Porto Alegre tem em torno de 18 unidades de triagem que recebem resíduos da coleta seletiva, programa pioneiro no estado e no Brasil. A coleta seletiva iniciou aqui na década de 1980 como programa de referência para o país, mas hoje está bem aquém de outros estados. Essas cooperativas recebem um valor contratual para reciclar esse material. Não têm autonomia de coleta porque hoje existe a Cootravipa, uma cooperativa de coleta de resíduos recicláveis e esse resíduo é encaminhado até as unidades de triagem.

Há um conflito nesse gerenciamento porque as unidades reclamam da qualidade dos materiais. Além de ser uma quantidade baixa, a qualidade também é baixa. E os contratos são precários e não cobrem nem a infraestrutura básica. Hoje, os contratos com essas unidades giram em torno de R$ 6 mil, valor muito baixo. Há cooperativas que só de energia gastam três mil. As cooperativas têm sido sucateadas. Não conseguem realizar melhorias, como pavimentação, equipamentos etc. Requerem prensa, carrinhos, uma série de mecanismos. Têm dificuldades para buscar financiamento. Dependem muito do público ainda e também do privado.

Enquanto as cooperativas vivem dificuldades, start ups estão lucrando com os resíduos

Existem alguns projetos de logística reversa, como a Política Nacional de Resíduos Sólidos, mas ainda são muito tímidos. As verbas que chegam são muito pequenas. Então, o privado tem se beneficiado porque essas empresas que estão surgindo, startups, que trabalham com valorização de resíduos ou reciclagem, enxergam uma oportunidade grande. Detém o capital, possuem infraestrutura mais adequada e conseguem pegar um mercado privado para fazer o gerenciamento de resíduos sólidos, que não é o caso dos domicílios. Isso gera um conflito porque é uma competição. Ao mesmo tempo, essas unidades de triagem formadas por catadores e catadoras são uma resistência porque conseguem se manter mesmo com todas as dificuldades. 


Cooperativa Chocolatão é uma das 18 unidades de triagem que recebem resíduos da coleta seletiva em Porto Alegre / Arquivo pessoal

BdF RS - E isso se vê também na Região Metropolitana? 
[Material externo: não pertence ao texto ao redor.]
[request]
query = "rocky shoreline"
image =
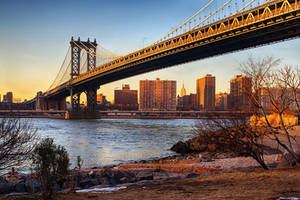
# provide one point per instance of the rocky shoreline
(195, 160)
(172, 167)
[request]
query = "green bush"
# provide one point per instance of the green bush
(51, 164)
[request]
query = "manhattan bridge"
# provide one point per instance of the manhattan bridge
(221, 26)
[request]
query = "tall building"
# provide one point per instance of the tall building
(240, 89)
(101, 99)
(126, 99)
(17, 100)
(206, 89)
(8, 98)
(182, 91)
(221, 101)
(157, 95)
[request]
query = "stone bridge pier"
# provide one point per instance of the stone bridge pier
(91, 99)
(43, 103)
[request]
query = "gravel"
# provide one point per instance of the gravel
(236, 163)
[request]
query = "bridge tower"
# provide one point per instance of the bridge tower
(91, 90)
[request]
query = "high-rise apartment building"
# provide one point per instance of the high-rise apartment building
(221, 101)
(182, 91)
(126, 98)
(157, 95)
(206, 89)
(101, 99)
(8, 98)
(240, 89)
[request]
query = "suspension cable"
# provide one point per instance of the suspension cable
(61, 67)
(104, 50)
(181, 24)
(243, 8)
(211, 14)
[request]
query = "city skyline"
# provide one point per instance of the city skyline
(30, 61)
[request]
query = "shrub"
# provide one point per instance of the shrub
(51, 163)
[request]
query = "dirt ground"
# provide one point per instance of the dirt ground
(247, 184)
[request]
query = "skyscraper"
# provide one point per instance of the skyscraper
(8, 98)
(206, 89)
(221, 101)
(240, 88)
(157, 95)
(182, 91)
(126, 98)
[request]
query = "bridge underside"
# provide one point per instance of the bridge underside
(261, 32)
(263, 36)
(239, 42)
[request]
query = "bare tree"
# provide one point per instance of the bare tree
(17, 141)
(52, 165)
(233, 135)
(281, 89)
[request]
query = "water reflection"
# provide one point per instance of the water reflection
(111, 141)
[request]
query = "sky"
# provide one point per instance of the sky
(35, 34)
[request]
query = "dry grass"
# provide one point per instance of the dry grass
(248, 184)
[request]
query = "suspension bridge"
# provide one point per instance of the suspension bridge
(221, 26)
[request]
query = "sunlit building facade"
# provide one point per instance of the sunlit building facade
(206, 90)
(157, 95)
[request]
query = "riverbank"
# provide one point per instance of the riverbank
(244, 184)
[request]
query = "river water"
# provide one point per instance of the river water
(102, 142)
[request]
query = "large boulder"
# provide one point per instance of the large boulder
(180, 147)
(5, 188)
(144, 175)
(288, 159)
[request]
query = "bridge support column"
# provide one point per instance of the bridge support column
(56, 104)
(91, 97)
(40, 104)
(75, 100)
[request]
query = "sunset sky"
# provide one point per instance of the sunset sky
(35, 34)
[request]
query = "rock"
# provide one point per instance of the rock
(33, 185)
(86, 183)
(287, 159)
(20, 188)
(180, 147)
(160, 175)
(144, 175)
(5, 188)
(192, 175)
(212, 147)
(124, 180)
(94, 181)
(105, 181)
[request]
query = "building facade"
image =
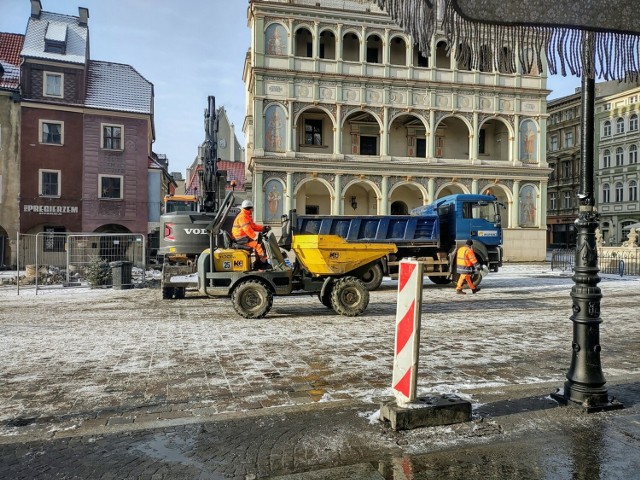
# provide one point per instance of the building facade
(86, 133)
(617, 136)
(10, 47)
(345, 116)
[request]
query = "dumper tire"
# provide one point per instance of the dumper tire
(167, 293)
(326, 298)
(349, 297)
(372, 278)
(252, 299)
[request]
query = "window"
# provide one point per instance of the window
(51, 132)
(368, 145)
(49, 183)
(110, 186)
(633, 154)
(606, 193)
(568, 139)
(633, 191)
(112, 137)
(52, 85)
(619, 192)
(312, 132)
(54, 239)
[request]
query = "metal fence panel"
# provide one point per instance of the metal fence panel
(50, 259)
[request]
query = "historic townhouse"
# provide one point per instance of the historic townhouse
(563, 156)
(86, 133)
(617, 137)
(10, 46)
(345, 116)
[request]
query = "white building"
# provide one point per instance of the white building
(345, 116)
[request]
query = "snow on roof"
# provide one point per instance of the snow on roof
(61, 29)
(116, 86)
(10, 46)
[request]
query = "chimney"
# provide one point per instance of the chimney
(84, 16)
(36, 8)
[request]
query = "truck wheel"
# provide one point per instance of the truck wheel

Joice - Existe diferença. Na Região Metropolitana tem municípios bem mais avançados. Posso citar aqui São Leopoldo, onde eu moro, Novo Hamburgo, Dois Irmãos, que, apesar de ser uma cidade pequena, tem uma gestão muito organizada e feita essencialmente por cooperativas. Não existe uma separação do resíduo domiciliar e do reciclável porque é a mesma cooperativa que coleta. Hoje, quanto ao material encaminhado para um aterro sanitário, a forma de pagamento final é por tonelada. A lógica é quanto maior o volume de resíduos, maior o valor a ser pago para os aterros sanitários. O que precisa sair dessa fração de resíduos que vão para o aterro são os resíduos potencialmente recicláveis. Não faz sentido enterrar resíduo reciclável pensando em toda a cadeia dos materiais, em todos os recursos naturais, que a gente está explorando sem retorná-los ao ambiente natural.

Em Dois Irmãos, uma cooperativa transforma plásticos em pallets

Em Dois Irmãos, a coleta é feita pela mesma cooperativa. Tem a coleta do orgânico em um dia, que são os restos de alimentos. O caminhão passa em um dia para fazer a coleta desse material e no outro a da seletiva. Então, não compete. Aí você tem uma usina super organizada, que recebe esse material triado, comercializado. Existe outro fator. A cooperativa, além da coleta, triagem e comercialização dos resíduos, também faz a valorização de algumas resinas plásticas. Transforma resinas plásticas, como polietileno. Existe um processo em que o material é selecionado, lavado, triturado até virar um pallet. Uma garrafa de amaciante, por exemplo, passa por esse processo e vira outro produto, como um cesto de lixo, uma pá, enfim, uma série de utensílios. O material retorna à cadeia produtiva.

BdF RS - Então eles não mandam nada para aterro? 

Joice - Mandam, mas um volume muito menor do que outros municípios, como Porto Alegre manda. A gente precisa pensar assim: “O que deve ir para o aterro sanitário?” Rejeitos. Então, não precisa ficar mandando materiais com potencial reciclável. É burrice. Sem falar da perda econômica de bilhões de reais por ano.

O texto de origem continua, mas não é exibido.